In the meantime, college football -- with an APR rate slightly better than basketball, and with no one-and-done freshmen -- has found a way to add teeth to its academic expectations.

In April, the NCAA Board of Directors gave its support to a recommendation from the Football Academic Working Group that would force football players to pass nine credit hours or miss up to four games the following season.

"Through the NCAA, we need to get the appropriate data for fall-semester freshmen and decide what kind of standard to put in place," Evans said. "We don't have the correct one now, and it wouldn't be that difficult to change."

It's unfair and inaccurate to lay the blame entirely at the feet of freshmen. Sophomores leave early and don't finish. Ditto juniors and even seniors.

They, too, fault the system, but it's the NBA-training system they see as the culprit. The new trend in these pre-draft heydays is for future pros to gather at hot spots around the country to train with gurus tabbed as the best in the business, gurus often hired or selected by agents.

Lowry said he left the Villanova campus just two weeks after making his decision official, flying from the Philadelphia suburbs to the IMG Academy in Florida, where he trained until the June draft.

Last season, Blake Griffin left Oklahoma for San Francisco to train with Frank Matrisciano. Connecticut's Jeff Adrien was there as well.

Love stayed in Los Angeles, according to his father, but also flew to various teams for individual workouts, necessitating his withdrawal from UCLA.

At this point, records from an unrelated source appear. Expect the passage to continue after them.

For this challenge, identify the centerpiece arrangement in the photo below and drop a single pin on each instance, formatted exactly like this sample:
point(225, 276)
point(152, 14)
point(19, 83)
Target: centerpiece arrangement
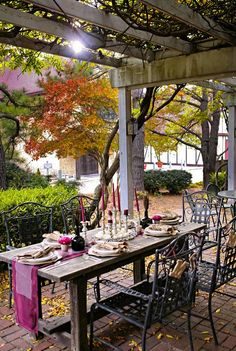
point(119, 227)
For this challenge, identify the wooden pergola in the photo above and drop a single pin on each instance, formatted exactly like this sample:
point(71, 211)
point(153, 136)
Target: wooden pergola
point(158, 42)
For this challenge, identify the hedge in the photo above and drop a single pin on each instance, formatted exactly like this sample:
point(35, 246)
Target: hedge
point(173, 180)
point(50, 196)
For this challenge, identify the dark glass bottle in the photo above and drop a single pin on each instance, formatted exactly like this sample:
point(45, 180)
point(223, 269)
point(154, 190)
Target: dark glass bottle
point(78, 242)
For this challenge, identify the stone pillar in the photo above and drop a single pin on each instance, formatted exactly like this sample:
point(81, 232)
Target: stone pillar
point(125, 142)
point(231, 103)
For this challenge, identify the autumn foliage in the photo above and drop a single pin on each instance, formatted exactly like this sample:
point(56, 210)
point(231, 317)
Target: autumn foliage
point(75, 119)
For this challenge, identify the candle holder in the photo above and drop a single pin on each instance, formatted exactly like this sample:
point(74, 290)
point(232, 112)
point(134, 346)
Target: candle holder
point(103, 224)
point(126, 213)
point(114, 220)
point(110, 224)
point(120, 223)
point(84, 231)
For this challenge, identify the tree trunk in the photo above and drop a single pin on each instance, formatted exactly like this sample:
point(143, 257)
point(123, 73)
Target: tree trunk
point(209, 142)
point(138, 160)
point(3, 184)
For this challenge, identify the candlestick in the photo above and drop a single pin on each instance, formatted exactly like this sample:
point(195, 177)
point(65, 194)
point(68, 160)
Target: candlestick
point(84, 231)
point(126, 212)
point(137, 204)
point(113, 196)
point(110, 227)
point(115, 221)
point(136, 198)
point(103, 201)
point(110, 222)
point(82, 210)
point(118, 197)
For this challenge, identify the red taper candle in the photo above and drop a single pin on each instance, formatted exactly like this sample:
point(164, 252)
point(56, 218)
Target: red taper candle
point(82, 210)
point(136, 198)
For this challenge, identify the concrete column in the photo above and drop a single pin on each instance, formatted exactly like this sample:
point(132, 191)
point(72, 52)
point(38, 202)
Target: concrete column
point(231, 150)
point(231, 103)
point(125, 142)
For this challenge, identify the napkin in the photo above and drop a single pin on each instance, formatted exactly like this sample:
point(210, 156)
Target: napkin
point(36, 253)
point(169, 215)
point(119, 246)
point(54, 236)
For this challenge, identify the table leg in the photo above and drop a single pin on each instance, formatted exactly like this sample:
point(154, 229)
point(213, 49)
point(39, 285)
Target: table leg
point(78, 310)
point(139, 270)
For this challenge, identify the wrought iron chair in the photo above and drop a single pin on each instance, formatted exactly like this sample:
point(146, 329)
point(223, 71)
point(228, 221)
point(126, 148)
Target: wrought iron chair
point(202, 207)
point(25, 225)
point(71, 213)
point(213, 274)
point(171, 288)
point(214, 189)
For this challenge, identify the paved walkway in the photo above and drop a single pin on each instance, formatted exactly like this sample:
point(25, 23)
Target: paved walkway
point(172, 336)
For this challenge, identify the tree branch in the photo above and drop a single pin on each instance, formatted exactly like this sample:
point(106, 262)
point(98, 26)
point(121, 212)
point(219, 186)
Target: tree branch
point(171, 98)
point(177, 139)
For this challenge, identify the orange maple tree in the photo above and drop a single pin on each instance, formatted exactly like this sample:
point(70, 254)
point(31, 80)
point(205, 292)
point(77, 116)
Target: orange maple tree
point(76, 116)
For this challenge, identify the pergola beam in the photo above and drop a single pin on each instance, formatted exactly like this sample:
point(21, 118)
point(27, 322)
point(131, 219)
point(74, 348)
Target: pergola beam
point(186, 15)
point(97, 17)
point(64, 51)
point(212, 64)
point(44, 25)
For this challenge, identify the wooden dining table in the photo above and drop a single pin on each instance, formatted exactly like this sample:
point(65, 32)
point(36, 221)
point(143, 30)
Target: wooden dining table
point(72, 330)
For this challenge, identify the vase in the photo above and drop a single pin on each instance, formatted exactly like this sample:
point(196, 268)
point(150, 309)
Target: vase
point(64, 247)
point(78, 243)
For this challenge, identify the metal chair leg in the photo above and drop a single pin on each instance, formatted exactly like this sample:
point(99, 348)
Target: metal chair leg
point(144, 339)
point(190, 331)
point(53, 288)
point(10, 287)
point(211, 318)
point(91, 328)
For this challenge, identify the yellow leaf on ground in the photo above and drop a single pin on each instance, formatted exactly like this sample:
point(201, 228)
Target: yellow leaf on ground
point(208, 338)
point(169, 336)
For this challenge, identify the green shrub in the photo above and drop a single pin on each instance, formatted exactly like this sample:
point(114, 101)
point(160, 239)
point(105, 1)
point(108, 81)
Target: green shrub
point(219, 179)
point(50, 196)
point(152, 181)
point(173, 180)
point(19, 178)
point(177, 180)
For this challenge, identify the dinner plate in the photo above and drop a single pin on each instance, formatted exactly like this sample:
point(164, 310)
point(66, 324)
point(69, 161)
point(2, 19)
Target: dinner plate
point(159, 233)
point(170, 221)
point(117, 237)
point(95, 250)
point(51, 243)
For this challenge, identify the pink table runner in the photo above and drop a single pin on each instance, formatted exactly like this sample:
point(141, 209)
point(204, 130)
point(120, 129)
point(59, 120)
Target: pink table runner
point(25, 291)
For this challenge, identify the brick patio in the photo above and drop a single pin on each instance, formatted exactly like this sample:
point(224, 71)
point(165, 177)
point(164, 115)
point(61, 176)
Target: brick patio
point(172, 336)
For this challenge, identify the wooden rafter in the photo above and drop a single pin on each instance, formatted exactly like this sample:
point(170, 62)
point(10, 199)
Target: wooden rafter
point(213, 64)
point(44, 25)
point(97, 17)
point(186, 15)
point(60, 50)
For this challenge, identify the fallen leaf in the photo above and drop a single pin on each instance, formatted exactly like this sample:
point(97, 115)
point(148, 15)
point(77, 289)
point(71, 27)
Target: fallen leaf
point(169, 336)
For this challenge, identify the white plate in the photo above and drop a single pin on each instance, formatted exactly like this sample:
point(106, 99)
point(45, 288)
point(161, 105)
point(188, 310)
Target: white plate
point(119, 237)
point(51, 243)
point(170, 221)
point(50, 258)
point(159, 233)
point(97, 251)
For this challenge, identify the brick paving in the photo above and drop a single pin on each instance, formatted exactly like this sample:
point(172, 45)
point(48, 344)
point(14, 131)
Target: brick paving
point(169, 337)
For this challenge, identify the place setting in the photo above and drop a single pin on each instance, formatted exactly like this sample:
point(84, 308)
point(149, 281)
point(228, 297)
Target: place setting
point(164, 224)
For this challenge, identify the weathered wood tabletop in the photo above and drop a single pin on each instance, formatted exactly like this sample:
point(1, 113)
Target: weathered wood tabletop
point(78, 270)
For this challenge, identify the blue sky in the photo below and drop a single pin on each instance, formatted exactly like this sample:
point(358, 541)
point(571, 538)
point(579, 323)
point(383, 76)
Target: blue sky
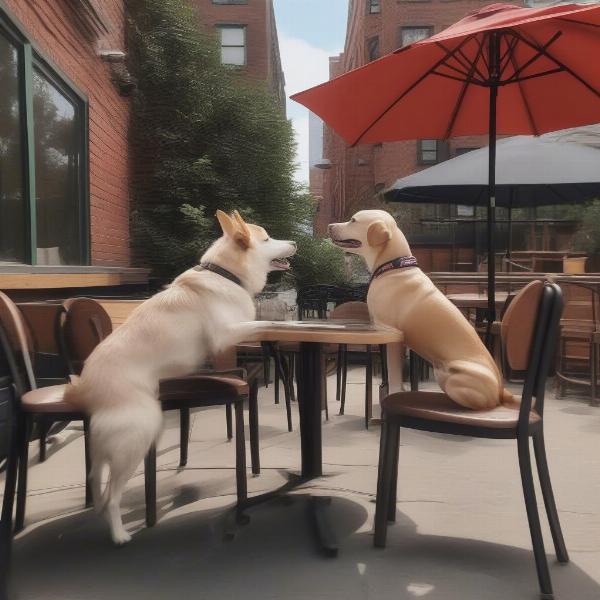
point(309, 32)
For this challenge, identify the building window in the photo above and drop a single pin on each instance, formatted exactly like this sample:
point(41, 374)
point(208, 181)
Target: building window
point(43, 160)
point(373, 48)
point(460, 151)
point(374, 7)
point(427, 152)
point(233, 44)
point(410, 35)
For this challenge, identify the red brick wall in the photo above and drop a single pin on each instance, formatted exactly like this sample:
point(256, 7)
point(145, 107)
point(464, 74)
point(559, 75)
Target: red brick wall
point(262, 55)
point(51, 26)
point(387, 162)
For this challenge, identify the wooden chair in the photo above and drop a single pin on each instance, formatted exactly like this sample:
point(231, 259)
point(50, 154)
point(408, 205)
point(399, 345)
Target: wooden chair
point(577, 355)
point(84, 324)
point(355, 311)
point(34, 404)
point(529, 332)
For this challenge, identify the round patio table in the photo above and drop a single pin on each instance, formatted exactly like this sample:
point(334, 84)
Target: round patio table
point(311, 335)
point(476, 300)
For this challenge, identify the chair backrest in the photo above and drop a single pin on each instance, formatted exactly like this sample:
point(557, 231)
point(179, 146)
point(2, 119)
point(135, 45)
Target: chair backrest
point(355, 311)
point(84, 325)
point(529, 330)
point(19, 345)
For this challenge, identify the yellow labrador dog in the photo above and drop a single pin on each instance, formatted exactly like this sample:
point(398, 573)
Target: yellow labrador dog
point(402, 296)
point(169, 335)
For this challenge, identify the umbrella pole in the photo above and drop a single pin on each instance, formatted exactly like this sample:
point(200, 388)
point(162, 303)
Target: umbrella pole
point(494, 69)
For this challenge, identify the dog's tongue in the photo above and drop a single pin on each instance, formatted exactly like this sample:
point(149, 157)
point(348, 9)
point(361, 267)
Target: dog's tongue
point(280, 263)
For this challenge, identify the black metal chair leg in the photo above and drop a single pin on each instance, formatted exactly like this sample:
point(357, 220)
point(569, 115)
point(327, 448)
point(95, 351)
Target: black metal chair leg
point(534, 519)
point(254, 431)
point(25, 427)
point(6, 522)
point(557, 537)
point(240, 453)
point(44, 427)
point(229, 419)
point(287, 385)
point(386, 461)
point(395, 442)
point(88, 463)
point(184, 435)
point(150, 486)
point(344, 379)
point(369, 388)
point(338, 373)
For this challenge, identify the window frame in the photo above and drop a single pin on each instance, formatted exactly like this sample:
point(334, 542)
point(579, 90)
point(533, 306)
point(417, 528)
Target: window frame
point(244, 28)
point(404, 28)
point(371, 4)
point(373, 38)
point(31, 57)
point(420, 150)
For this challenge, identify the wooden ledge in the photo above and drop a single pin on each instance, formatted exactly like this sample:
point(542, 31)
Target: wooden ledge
point(35, 278)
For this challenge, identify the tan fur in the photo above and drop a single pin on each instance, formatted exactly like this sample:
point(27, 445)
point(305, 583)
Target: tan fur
point(408, 300)
point(169, 335)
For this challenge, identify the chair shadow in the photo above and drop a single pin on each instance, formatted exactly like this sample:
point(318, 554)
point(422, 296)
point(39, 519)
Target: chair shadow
point(274, 557)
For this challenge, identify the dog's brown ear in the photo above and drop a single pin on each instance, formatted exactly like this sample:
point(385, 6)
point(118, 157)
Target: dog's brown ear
point(378, 234)
point(242, 235)
point(227, 224)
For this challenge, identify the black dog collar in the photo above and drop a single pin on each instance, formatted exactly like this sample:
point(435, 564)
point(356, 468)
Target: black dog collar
point(402, 262)
point(219, 271)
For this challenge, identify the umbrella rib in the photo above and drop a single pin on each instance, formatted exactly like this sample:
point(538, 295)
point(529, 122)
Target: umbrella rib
point(534, 58)
point(410, 89)
point(524, 97)
point(564, 67)
point(462, 94)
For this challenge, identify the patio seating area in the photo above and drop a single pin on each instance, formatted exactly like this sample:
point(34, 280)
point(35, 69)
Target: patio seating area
point(461, 529)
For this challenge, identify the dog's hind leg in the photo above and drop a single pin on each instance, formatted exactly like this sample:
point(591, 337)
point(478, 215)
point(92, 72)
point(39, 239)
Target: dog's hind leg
point(121, 470)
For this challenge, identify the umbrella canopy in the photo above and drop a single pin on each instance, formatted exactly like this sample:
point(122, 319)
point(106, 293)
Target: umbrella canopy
point(530, 171)
point(436, 88)
point(501, 70)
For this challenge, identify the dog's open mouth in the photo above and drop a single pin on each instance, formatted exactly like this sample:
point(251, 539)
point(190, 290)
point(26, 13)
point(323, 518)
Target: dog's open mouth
point(347, 243)
point(281, 264)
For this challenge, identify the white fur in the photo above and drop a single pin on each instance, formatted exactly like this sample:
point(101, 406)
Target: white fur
point(169, 335)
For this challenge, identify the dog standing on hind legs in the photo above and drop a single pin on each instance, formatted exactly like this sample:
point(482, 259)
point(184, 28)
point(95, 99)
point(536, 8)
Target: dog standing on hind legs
point(169, 335)
point(402, 296)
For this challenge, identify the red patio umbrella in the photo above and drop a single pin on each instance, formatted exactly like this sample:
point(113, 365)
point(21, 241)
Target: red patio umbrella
point(500, 70)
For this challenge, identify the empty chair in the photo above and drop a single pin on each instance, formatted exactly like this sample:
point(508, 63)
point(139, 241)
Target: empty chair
point(529, 330)
point(85, 324)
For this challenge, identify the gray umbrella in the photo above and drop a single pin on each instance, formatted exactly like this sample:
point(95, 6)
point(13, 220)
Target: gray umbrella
point(530, 171)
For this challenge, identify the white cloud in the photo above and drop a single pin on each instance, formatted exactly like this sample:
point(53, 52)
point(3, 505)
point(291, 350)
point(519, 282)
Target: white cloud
point(304, 66)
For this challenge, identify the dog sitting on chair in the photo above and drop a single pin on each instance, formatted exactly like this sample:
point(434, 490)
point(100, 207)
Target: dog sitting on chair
point(402, 296)
point(169, 335)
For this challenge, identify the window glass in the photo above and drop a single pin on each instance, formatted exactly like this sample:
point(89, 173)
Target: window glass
point(373, 48)
point(410, 35)
point(12, 198)
point(57, 167)
point(233, 45)
point(374, 6)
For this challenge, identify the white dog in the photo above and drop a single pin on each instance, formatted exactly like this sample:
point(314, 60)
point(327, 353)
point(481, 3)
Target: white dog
point(169, 335)
point(402, 296)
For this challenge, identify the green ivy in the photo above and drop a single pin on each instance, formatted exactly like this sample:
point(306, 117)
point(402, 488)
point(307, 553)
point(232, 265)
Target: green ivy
point(204, 139)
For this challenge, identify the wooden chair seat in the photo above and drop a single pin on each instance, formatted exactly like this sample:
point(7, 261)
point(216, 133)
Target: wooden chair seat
point(439, 407)
point(199, 388)
point(48, 400)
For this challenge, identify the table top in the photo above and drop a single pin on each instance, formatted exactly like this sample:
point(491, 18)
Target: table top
point(324, 331)
point(475, 300)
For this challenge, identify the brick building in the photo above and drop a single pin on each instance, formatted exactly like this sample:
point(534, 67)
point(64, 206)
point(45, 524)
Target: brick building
point(353, 177)
point(64, 173)
point(247, 31)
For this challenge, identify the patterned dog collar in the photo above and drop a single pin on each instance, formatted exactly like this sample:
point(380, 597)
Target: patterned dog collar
point(402, 262)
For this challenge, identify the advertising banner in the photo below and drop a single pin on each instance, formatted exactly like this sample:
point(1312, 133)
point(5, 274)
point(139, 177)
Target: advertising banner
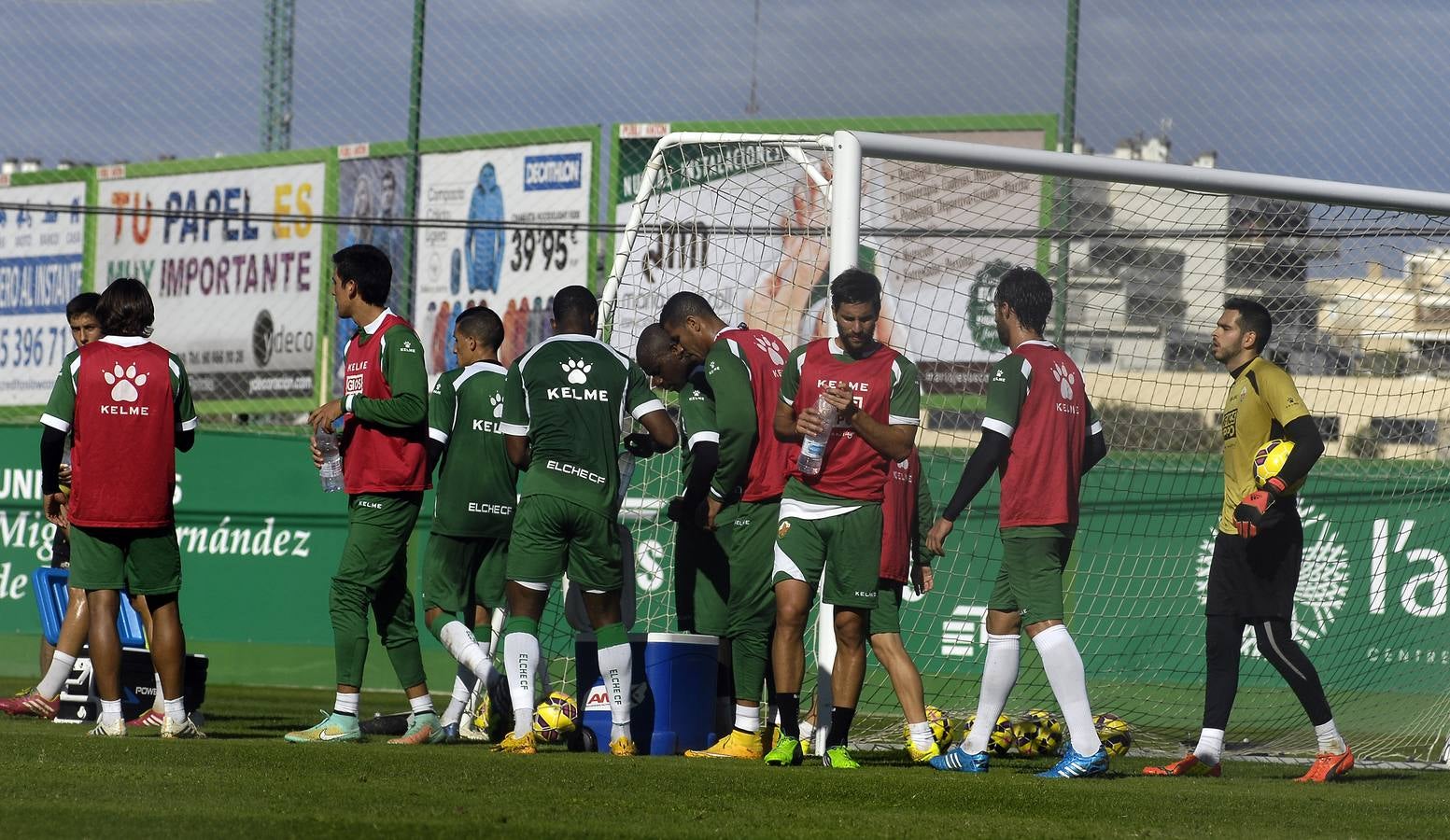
point(41, 255)
point(236, 296)
point(519, 203)
point(747, 228)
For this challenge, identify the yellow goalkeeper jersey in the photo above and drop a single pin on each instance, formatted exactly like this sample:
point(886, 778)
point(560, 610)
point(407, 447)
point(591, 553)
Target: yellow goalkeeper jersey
point(1261, 400)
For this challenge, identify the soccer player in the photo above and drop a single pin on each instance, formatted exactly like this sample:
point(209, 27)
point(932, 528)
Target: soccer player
point(129, 404)
point(1041, 435)
point(742, 367)
point(905, 520)
point(385, 474)
point(563, 407)
point(828, 517)
point(700, 567)
point(473, 510)
point(1259, 546)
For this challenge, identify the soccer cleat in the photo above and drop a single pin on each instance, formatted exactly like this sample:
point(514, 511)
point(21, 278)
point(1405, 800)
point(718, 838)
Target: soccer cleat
point(784, 752)
point(149, 717)
point(31, 704)
point(921, 756)
point(736, 745)
point(186, 729)
point(839, 759)
point(333, 727)
point(113, 730)
point(1329, 766)
point(422, 729)
point(962, 761)
point(1077, 766)
point(1187, 766)
point(518, 745)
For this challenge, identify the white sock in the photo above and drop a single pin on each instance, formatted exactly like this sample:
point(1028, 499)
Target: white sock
point(422, 704)
point(998, 678)
point(466, 649)
point(521, 655)
point(616, 666)
point(1330, 740)
point(463, 693)
point(346, 704)
point(49, 687)
point(1064, 674)
point(747, 717)
point(109, 711)
point(921, 735)
point(1209, 746)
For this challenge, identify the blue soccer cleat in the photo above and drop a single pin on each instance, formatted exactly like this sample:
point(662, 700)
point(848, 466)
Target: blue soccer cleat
point(1077, 766)
point(962, 761)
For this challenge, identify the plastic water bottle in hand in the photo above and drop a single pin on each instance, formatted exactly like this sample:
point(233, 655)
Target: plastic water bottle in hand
point(812, 449)
point(331, 469)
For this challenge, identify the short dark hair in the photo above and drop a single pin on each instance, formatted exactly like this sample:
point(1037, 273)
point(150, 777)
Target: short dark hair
point(84, 303)
point(856, 286)
point(683, 304)
point(125, 309)
point(1253, 317)
point(482, 325)
point(369, 268)
point(655, 345)
point(574, 306)
point(1030, 296)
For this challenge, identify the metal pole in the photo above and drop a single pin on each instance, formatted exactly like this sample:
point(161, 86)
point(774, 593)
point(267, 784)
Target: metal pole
point(1066, 141)
point(415, 113)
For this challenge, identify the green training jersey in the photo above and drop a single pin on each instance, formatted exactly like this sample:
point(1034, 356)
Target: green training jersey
point(476, 481)
point(569, 396)
point(697, 419)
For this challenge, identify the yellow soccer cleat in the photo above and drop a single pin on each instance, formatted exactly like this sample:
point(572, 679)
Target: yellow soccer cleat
point(737, 745)
point(518, 745)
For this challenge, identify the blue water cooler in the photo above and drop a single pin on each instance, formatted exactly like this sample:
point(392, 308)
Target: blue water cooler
point(673, 697)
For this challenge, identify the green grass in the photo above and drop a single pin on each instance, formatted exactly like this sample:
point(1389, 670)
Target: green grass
point(246, 775)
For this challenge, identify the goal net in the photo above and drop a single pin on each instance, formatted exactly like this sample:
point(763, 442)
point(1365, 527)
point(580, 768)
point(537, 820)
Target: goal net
point(1141, 255)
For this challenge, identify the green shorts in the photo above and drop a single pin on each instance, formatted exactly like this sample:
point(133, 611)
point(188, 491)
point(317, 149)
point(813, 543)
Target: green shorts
point(700, 581)
point(1030, 581)
point(141, 561)
point(747, 532)
point(886, 617)
point(553, 536)
point(844, 548)
point(463, 572)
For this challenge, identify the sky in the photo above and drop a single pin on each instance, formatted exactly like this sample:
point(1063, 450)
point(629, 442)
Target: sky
point(1327, 89)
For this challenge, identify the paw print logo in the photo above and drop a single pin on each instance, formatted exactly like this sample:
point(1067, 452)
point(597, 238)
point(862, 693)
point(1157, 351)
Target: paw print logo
point(770, 349)
point(1064, 380)
point(577, 371)
point(125, 383)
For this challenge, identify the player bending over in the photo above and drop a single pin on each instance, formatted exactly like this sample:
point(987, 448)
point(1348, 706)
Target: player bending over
point(1259, 546)
point(563, 406)
point(1041, 435)
point(473, 511)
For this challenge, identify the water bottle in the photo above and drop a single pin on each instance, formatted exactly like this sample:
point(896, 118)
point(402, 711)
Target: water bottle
point(331, 469)
point(626, 462)
point(812, 449)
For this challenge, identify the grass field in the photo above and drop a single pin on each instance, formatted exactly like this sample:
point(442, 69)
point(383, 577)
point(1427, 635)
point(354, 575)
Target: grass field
point(246, 777)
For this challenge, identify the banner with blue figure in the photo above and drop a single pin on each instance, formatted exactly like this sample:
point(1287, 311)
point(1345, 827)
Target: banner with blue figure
point(516, 248)
point(370, 193)
point(41, 255)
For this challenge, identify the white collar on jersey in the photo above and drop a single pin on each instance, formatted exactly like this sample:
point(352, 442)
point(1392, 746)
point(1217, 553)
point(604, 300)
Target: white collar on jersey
point(374, 326)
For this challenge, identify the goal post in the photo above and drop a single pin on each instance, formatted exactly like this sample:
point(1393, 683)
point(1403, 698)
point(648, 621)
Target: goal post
point(1143, 255)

"Some professors will work with you, give you the final exam ahead of time," Lowry said. "Most of the time you'll have to take an incomplete. There's only so much you can do. I mean, it matters, and you know it's important and it's important to the coaches, but what choice do you have? Your job is to get to the NBA, and that means you have to leave to work out."

Or does it?

Few coaches have been bitten harder by players leaving early than Georgia Tech's Paul Hewitt.

With the early exits this spring of Derrick Favors and Gani Lawal, Hewitt has waved goodbye to six underclassmen in the past seven years.

Hewitt said he routinely advises his players that they have plenty of time to both finish their schoolwork and get ready for the NBA.

Favors, rated as a top-five pick on virtually every draft board, stayed in Atlanta through the entire semester. He worked out with his team's strength coach and used the university facilities until he finished his classwork.

"They make decisions out of fear of losing something, the fear of the unknown: 'Someone is gaining on me,'" Hewitt said. "They have ample time. Workouts won't start until the third week of May. There's no need to start the first week in April. To me, it's the agents. It's the agents that are afraid of losing the kid, so they get them in isolation, surround them with their people."

Hewitt, who spent time in admissions and counseling before jumping into college coaching, said he tries to explain to his players that there is a long-term vision, not just a short-term goal.

He said he reminds players that eventually they won't have basketball and every class they complete now is one less they have to make up later. Sometimes it works. Sometimes it doesn't.

"Some kids don't want to do it," he said. "You give advice, make your points and they don't want to stay in school. You can't stop them."

Lowry said he'd like to get his degree one day, but admits he's done nothing since leaving Villanova in 2006 to make that happen.

"It's important, but you also realize that you're making a ton of money," Lowry said. "I don't need my degree to do my job. My job is basketball. I'll go back someday because it's important to me to get my degree, but do I need it? Not right now."